Not going to college, however, has been a void in her life since graduating from high school.

The daughter of a migrant worker from Mexico and a housekeeper from El Salvador who settled in Southern California, money for college was not in the family budget. What was in the family was several generations of musical talent; her singing attracted the attention of a West Coast record company just as compact discs were making vinyl records and cassette tapes obsolete.

She eventually realized the high-pressure, high-stakes world of recorded music was not an easy career path. So she channeled her creative instincts into marketing and graphic design for periodicals.

On a flight back to Delmarva following a mission trip two years ago, Garcia-Randle struck up a conversation with UMES track coach Ernest Barrett, who mentioned the university had recently adopted a special tuition rate for Eastern Shore of Virginia residents.

At the time, she was contemplating an online degree program at Parson’s School of Design in New York, but at her husband’s urging she did some homework on UMES. Turns out UMES offered a degree in applied design that she was looking for, including a concentration in photography.

She and  UMES’ fine arts faculty  clicked when she showed up with an impressive design and photo portfolio in lieu of traditional college admission test scores and a high school transcript. 

“Since she had some experience, and showed me some work,” said photography professor Michel S. Demanche, “I took the initiative to have her take not only the beginning art courses, but digital ‘Photography 1’ with me.”

“She blossomed during that class, finding that her ‘natural talent’ could be both challenged and nurtured,” Demanche said, noting that Garcia-Randle has a “way of soaking up ideas and letting them be released as interesting works of art.”

Garcia-Randle knew immediately UMES was where she needed to be.

“UMES is so culturally diverse. It’s the perfect fit for me,” she said. “I feel like I fit in.”

“I can’t express how much I appreciate this opportunity,” she said. “I don’t think about the color of my skin. I have rediscovered who I am.”

A dean’s list-eligible student who commutes 75 minutes each way, she carries a full course load and puts in about 30 hours a week in her Latino missionary work. “This school has been a blessing to me,” she said.

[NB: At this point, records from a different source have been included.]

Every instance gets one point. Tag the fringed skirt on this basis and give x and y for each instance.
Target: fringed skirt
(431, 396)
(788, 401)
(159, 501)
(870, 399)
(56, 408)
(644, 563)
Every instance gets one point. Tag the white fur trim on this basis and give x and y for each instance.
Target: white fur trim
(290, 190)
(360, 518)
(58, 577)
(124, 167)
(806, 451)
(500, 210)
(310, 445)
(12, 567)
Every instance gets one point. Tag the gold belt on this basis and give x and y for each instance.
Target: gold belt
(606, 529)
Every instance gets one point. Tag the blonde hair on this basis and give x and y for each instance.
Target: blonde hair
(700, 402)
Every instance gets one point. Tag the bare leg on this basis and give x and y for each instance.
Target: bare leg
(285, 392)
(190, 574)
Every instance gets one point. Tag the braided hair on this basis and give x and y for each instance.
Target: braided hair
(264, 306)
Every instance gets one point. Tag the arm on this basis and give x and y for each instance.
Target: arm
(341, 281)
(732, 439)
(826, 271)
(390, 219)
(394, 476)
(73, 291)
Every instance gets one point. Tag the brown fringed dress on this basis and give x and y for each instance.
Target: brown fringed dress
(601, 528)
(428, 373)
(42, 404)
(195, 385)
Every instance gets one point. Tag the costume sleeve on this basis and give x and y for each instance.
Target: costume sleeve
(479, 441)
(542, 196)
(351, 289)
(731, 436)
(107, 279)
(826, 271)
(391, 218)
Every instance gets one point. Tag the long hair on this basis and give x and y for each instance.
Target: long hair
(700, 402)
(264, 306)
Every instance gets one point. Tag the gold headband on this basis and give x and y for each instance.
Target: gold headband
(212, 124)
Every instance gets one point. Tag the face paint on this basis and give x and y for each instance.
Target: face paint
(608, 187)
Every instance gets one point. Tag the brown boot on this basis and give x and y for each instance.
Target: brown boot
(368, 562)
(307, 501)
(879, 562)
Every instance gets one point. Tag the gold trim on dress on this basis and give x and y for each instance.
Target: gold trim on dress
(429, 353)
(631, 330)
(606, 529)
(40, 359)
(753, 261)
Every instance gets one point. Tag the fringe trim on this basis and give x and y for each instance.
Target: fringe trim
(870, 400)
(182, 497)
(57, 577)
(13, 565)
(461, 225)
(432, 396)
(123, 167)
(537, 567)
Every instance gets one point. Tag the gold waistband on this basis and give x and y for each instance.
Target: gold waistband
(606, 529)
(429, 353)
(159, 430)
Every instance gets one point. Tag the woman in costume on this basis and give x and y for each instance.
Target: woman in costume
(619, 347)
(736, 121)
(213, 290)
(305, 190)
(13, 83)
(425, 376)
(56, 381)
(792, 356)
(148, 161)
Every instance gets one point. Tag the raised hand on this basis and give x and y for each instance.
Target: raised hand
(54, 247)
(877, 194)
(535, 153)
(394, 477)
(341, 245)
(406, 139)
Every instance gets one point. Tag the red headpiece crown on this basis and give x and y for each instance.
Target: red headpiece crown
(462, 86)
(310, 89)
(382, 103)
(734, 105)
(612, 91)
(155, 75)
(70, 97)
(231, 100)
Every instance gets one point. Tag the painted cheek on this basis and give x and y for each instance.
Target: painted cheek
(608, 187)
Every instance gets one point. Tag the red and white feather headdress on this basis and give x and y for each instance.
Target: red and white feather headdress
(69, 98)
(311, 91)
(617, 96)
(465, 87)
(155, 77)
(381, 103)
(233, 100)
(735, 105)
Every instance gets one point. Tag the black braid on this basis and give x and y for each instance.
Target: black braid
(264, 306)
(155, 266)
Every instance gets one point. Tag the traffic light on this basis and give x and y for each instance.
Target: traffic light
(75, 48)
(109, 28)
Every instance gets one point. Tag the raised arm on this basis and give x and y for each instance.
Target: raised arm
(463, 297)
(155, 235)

Garcia-Randle says she draws energy from her classmates, nearly all half her age who occasionally seek her advice or a second opinion.

“She is not a typical student by any means,” Demanche said. “Her wisdom from life glows all around her. She is the one to jump in with any other student that I could not accommodate.”

Garcia-Randle said “the opportunity to study is huge for me. I thought it was something I could not do. But this experience has been a validation. I feel a sense of empowerment.”

Interestingly, Garcia-Randle has “yet to claim (she is) a photographer. I’m an artist. I’m multi-faceted.”

“Storytelling,” she said, “is so important.” Her story, it seems, has many more chapters ahead.